OECD’nin ilk bölgesel merkezini İstanbul’da açtınız. Türkiye’yi seçmenizin sebebi nedir? Bu ofis, Türkiye ve OECD iş birliğini derinleştirme yönünde nasıl fayda sağlayacak?
Türkiye ve özellikle İstanbul oldukça çok stratejik bir konuma sahip. Türkiye, Avrupa ve Asya arasında bir köprü. İstanbul, Avrupa’yı, Asya’yı ve Kuzey Afrika ve Orta Doğu’yu birbirine bağlıyor. Bunların hepsi, OECD faaliyetleri açısından çok önemli. Çünkü dünya çapında daha iyi yaşamlar için daha iyi politikalar sağlamayı hedefliyoruz. Bu merkez üzerinden bu bölgelerde iş birliğini artırmayı hedefliyoruz. Ayrıca günümüzün sorunlarıyla baş edebilmek için en iyi uygulamaları ve en iyi politikaları teşvik etmek istiyoruz.
BM yakın zamanda yeni bir iklim raporu ve beraberinde bir uyarı yayınladı. Genel Sekreter Antonio Guterres, “iklim bombası çalışıyor” dedi. OECD olarak iklim kriziyle mücadelede kendinizi nerede görüyorsunuz? Türkiye’nin rolü hakkındaki görüşleriniz nedir?

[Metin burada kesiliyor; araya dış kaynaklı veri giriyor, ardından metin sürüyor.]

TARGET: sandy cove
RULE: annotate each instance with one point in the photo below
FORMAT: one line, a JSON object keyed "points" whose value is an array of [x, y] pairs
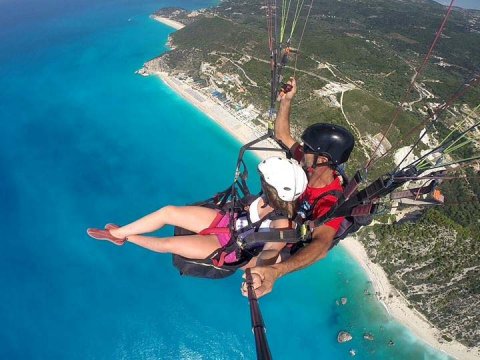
{"points": [[215, 111], [166, 21], [397, 305]]}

İklim krizi çok acil ve bunu hızlı ve etkili biçimde çözmemiz çok önemli. İyi haber şu: Dünya çapında birçok ülke net sıfır salınıma ulaşma hedefi koydu. Türkiye de bu ülkelerden biri. Buradaki önemli husus şu: Ülkelerin münferit çabaları, küresel çapta etkili olmalı. Dünyanın bir noktasında alınan önlemler yüzünden, karbon salınımına yol açan faaliyet ve istihdamın başka bir noktaya taşınması işe yaramaz. Hatta ekonomik çıktıya göre bu salınımları artırabilir bile. Yani bize daha fazla küresel iş birliği gerek. Dünyanın farklı noktalarındaki ülkelerin salınım azaltma hedeflerine ulaşma yolları konusunda karşılıklı anlaşma lazım. OECD burada devreye giriyor. Küresel iş birliğini ve koordinasyonu artırmak için arabuluculuk yapabiliriz. Bunu da veri ve bilgi paylaşmıyla başarabiliriz. Kanıta dayalı müşterek eğitimlerle başarabiliriz. Kapsayıcı ve çok taraflı diyalog için bir platform sağlayabiliriz. Gelişmiş yükselen piyasalarla, gelişmekte olan ekonomileri bir araya getirebiliriz. Tek ve herkesin eşit olduğu bir masada toplayabiliriz. Burada ülkelerin münferit salınım azaltma adımlarının küresel etkilerini nasıl en iyi şekilde yönetebileceğimizi konuşabiliriz. Bunu başka alanlarda yaptık. Böyle kapsayıcı ve çok taraflı arabuluculuk işleri konusunda sağlam bir karnemiz var. Türkiye de bu görüşmelerin, bu projenin kalbinde bulunuyor. Bu önemli projeyi yürütürken Türkiye’nin devamlı desteğini de iple çekiyoruz.”